Jan Van Aken: Zunächst einmal musste ich feststellen, dass die Realität dort überhaupt nicht mit dem durch westliche Medien und führende Politiker gezeichneten Bild übereinstimmt. Wir haben am Tag vor unserer Abreise noch im Kanzleramt gesessen und mit Frau Merkel, Herrn zu Guttenberg, Herrn Westerwelle und anderen Politikern geredet. Das war ein ganz anderes Land, über das wir dort gesprochen haben, als das, was wir dann kennen gelernt haben.

Ganz grundsätzlich würde ich sagen, nach Abwägung all der Argumente dafür und dagegen: Die Bundeswehr muss raus aus Afghanistan. Das Land befindet sich seit Jahrzehnten im Krieg, durch noch mehr militärische Operationen wird es nie zur Ruhe kommen. Um eine Zivilgesellschaft aufzubauen wäre es nötig, alle im Land agierenden Kräfte einzubeziehen, auch die Taliban. Diese Forderung ist hierzulande nicht salonfähig, aber ohne sie wird es nicht gehen. Nur wenn sie in den Wiederaufbau des Landes und die Rekonstruktion der politischen Strukturen einbezogen werden, gibt es eine Chance auf dauerhafte Waffenruhe.

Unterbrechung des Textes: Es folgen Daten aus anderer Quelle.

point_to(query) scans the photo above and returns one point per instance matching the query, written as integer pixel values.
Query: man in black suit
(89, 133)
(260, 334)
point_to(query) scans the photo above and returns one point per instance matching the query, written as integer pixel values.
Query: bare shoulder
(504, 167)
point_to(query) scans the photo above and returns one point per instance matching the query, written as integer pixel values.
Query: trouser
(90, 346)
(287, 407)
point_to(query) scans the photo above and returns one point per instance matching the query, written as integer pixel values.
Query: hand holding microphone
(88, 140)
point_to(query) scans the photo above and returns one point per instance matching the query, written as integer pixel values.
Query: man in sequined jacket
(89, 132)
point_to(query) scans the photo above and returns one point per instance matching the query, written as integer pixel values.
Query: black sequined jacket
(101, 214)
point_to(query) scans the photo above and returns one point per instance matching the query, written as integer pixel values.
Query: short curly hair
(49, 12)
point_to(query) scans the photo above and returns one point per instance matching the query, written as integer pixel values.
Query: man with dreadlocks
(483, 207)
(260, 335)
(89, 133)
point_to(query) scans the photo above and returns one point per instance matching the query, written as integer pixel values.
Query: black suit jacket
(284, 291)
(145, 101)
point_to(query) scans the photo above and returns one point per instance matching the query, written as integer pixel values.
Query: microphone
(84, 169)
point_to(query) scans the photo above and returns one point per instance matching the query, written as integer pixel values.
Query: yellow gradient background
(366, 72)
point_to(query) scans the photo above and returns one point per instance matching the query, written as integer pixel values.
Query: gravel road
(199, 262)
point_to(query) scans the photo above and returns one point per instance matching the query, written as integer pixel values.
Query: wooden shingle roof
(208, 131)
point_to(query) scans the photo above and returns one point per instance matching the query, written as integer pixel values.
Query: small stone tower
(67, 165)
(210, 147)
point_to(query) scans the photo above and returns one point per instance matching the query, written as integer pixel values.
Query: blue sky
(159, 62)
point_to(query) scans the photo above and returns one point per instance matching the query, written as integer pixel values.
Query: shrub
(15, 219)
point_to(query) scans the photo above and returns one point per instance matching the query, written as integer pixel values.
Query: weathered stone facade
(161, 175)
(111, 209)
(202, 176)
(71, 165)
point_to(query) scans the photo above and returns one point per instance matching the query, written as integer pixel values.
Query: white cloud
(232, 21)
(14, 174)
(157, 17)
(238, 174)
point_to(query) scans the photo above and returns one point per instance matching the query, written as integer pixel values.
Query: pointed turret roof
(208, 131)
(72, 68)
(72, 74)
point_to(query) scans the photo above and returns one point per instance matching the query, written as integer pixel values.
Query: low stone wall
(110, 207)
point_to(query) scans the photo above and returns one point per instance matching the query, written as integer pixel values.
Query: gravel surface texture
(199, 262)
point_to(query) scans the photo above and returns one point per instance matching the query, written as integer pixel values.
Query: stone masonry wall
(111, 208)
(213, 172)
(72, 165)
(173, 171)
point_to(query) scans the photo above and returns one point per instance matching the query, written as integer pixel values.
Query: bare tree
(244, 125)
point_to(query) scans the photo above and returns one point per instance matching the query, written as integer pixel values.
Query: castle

Diese Bemühungen müssen durchaus von außen unterstützt werden, aber durch den Ausbau nachhaltiger Entwicklungshilfe, und nicht durch Truppenverstärkung. Die Gelder, die für das Militär ausgegeben werden sollen, müssen zu Entwicklungshilfegeldern umgewidmet werden.

Wird es möglich sein, Entwicklungshilfe zu leisten, ohne sie mit militärischen Maßnahmen zu flankieren?

Jan Van Aken: Schon sehr lange beklagen Nichtregierungsorganisationen (NGO), dass sie in Kriegsgebieten, insbesondere auch in Afghanistan, durch militärische Operationen zur Zielscheibe von bewaffneten Aufständischen würden und somit bei ihrer Arbeit gefährdet seien. Nachdem, was ich gesehen habe, ist das tatsächlich so.

NGOs haben einen ganz anderen Arbeitsstil als die Militärs. Wir haben mit Vertreterinnen und Vertretern der Gesellschaft für Technische Zusammenarbeit (GTZ) und des Deutschen Entwicklungsdienstes (DED) gesprochen, die arbeiten mit dem Tribal Liaison Office (TLO) zusammen, die einen Analyseplan für die entsprechende Region erstellen: Was für Gruppen gibt es da überhaupt? Wer redet gerade mit wem warum nicht? Wer schießt gerade warum auf wen? Wer hat da das sagen? Wenn diese Strukturen durchschaut werden, ist es möglich, alle einzubeziehen und gemeinsam Projekte zu entwickeln, die alle wollen, und die allen nützen. Ganz ohne militärische "Unterstützung". Da kommt dann auch kein Taliban-Kommando und zerstört alles wieder. Auf diese Weise ist in der Region Kandahar z. B. eine Mädchen-Technik-Schule entstanden. Dieses Konzept scheint mir Erfolg versprechender, als mehr Soldaten zu schicken.